To shed some light on this topic, Foreign Policy spoke with Beppe Severgnini, one of Italy's best-known journalists, a veteran Silvio-watcher, and author of the new book Mamma Mia: Berlusconi's Italy Explained for Posterity and Friends Abroad. We discussed the prime minister's control over the media, the incompetence of his enemies, and whether Italian men are actually envious of their leader's bunga-bunga lifestyle.
Foreign Policy: So let's start with the basic premise of your book. How is it that Silvio Berlusconi has managed to survive half a dozen scandals, any one of which would have ended the career of most democratic leaders?
Beppe Severgnini: Well, there are 10 reasons in my book. At this moment, you can say a few of these reasons are more important than others. Even now, he continues to introduce himself as an outsider and a non-politician, though he's certainly one of the most experienced politicians in Europe -- as shrewd as you can get. He can maneuver in Parliament and get just enough votes -- and the way he actually gets those votes is by offering government posts, as he did last week.
Number two, the alternative is still pretty weak. The opposition is growing, but a lot of people still don't see an alternative. Personally, I think any alternative is better. You and I could form a government, and I think we'd do well compared to what is happening now.
Third, Italy is a very tribal culture. There is a very tribalistic attitude toward politics. There are people who would vote for the devil if it would keep the other side out.
But all of these are kind of thinning out now, and definitely Berlusconi is on his way out. It's a matter of weeks or months.
FP: So what was the turning point? When did his tricks stop working?
BS: I think it's a combination of scandals that are literally beyond imagination. It probably started in 2009 when he attended the birthday party of a girl who was turning 18, which means he was seeing her before she was of age. And then his wife left him and wrote a very vitriolic letter in the newspapers saying, "My husband is sick and is offering virgins to the Minotaur," or whatever. So this opened up a Pandora's box of scandals that have lasted for two years.

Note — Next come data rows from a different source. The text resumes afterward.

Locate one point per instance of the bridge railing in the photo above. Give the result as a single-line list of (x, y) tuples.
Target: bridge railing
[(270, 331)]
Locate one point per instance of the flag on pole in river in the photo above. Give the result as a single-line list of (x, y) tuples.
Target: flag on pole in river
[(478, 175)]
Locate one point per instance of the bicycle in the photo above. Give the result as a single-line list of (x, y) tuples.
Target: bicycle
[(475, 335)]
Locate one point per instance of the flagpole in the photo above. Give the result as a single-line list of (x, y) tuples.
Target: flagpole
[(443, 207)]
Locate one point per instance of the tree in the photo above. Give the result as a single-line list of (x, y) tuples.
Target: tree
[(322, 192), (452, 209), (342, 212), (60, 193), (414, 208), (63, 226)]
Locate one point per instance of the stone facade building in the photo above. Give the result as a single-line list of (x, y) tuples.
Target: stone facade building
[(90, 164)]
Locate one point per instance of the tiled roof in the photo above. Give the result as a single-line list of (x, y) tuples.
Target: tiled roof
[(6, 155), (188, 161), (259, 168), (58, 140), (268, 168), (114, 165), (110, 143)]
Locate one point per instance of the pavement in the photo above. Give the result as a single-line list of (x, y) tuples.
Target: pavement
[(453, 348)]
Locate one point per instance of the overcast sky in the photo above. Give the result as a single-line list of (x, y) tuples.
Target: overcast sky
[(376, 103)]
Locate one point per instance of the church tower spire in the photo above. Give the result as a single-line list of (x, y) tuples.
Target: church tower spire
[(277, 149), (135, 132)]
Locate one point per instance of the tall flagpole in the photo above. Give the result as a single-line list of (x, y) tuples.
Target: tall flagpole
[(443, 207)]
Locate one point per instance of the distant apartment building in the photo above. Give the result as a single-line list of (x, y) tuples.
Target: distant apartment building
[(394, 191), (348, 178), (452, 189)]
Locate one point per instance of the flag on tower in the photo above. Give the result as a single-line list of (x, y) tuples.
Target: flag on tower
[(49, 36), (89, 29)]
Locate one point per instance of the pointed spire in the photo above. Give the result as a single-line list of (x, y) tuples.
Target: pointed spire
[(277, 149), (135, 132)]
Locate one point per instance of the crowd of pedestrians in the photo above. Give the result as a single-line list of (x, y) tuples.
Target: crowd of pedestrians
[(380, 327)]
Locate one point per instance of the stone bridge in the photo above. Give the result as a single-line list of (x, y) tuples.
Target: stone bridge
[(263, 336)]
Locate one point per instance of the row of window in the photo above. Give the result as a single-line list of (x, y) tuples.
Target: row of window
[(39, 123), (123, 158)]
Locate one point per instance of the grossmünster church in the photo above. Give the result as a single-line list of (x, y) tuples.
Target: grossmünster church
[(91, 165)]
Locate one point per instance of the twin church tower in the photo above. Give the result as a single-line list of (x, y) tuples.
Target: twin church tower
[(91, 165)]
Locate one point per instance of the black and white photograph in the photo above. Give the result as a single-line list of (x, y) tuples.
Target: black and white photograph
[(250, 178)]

He might have survived that too, if not for this massive economic crisis. Italy's got a huge public debt: 120 percent of GDP. The costs of servicing that debt are going up. So it's a combination of bad economic data and this barrage of scandals that probably did it for him.
Don't forget, youth unemployment in Italy is 28.5 percent, which is the highest in Europe after Greece. Are you happy with a government that keeps your kids out of work? During a rare public meeting not long ago, Mr. Berlusconi told a girl who had asked him what she should do about her future, "You're pretty. You should marry a rich husband."
FP: I'm curious what you thought of the argument in a recent article in the New Yorker, which made the case that Berlusconi's attitude toward women -- turning models and dental hygienists into parliamentarians because of their looks and all of that -- is actually normal for Italian men, which accounts for much of his appeal.
BS: I think that's a little unfair. Of course, Berlusconi embodies many things that are lurking behind the national psychology. But to say it's typically Italian, no. Yes, if you tell me that most Italians are flirtatious when they see a pretty woman, even when they shouldn't be; yes, it's absolutely true.
But I don't know any Italian man who has partied with 25 women a third of his age. A, because it's too tiring, and B, because it's too expensive.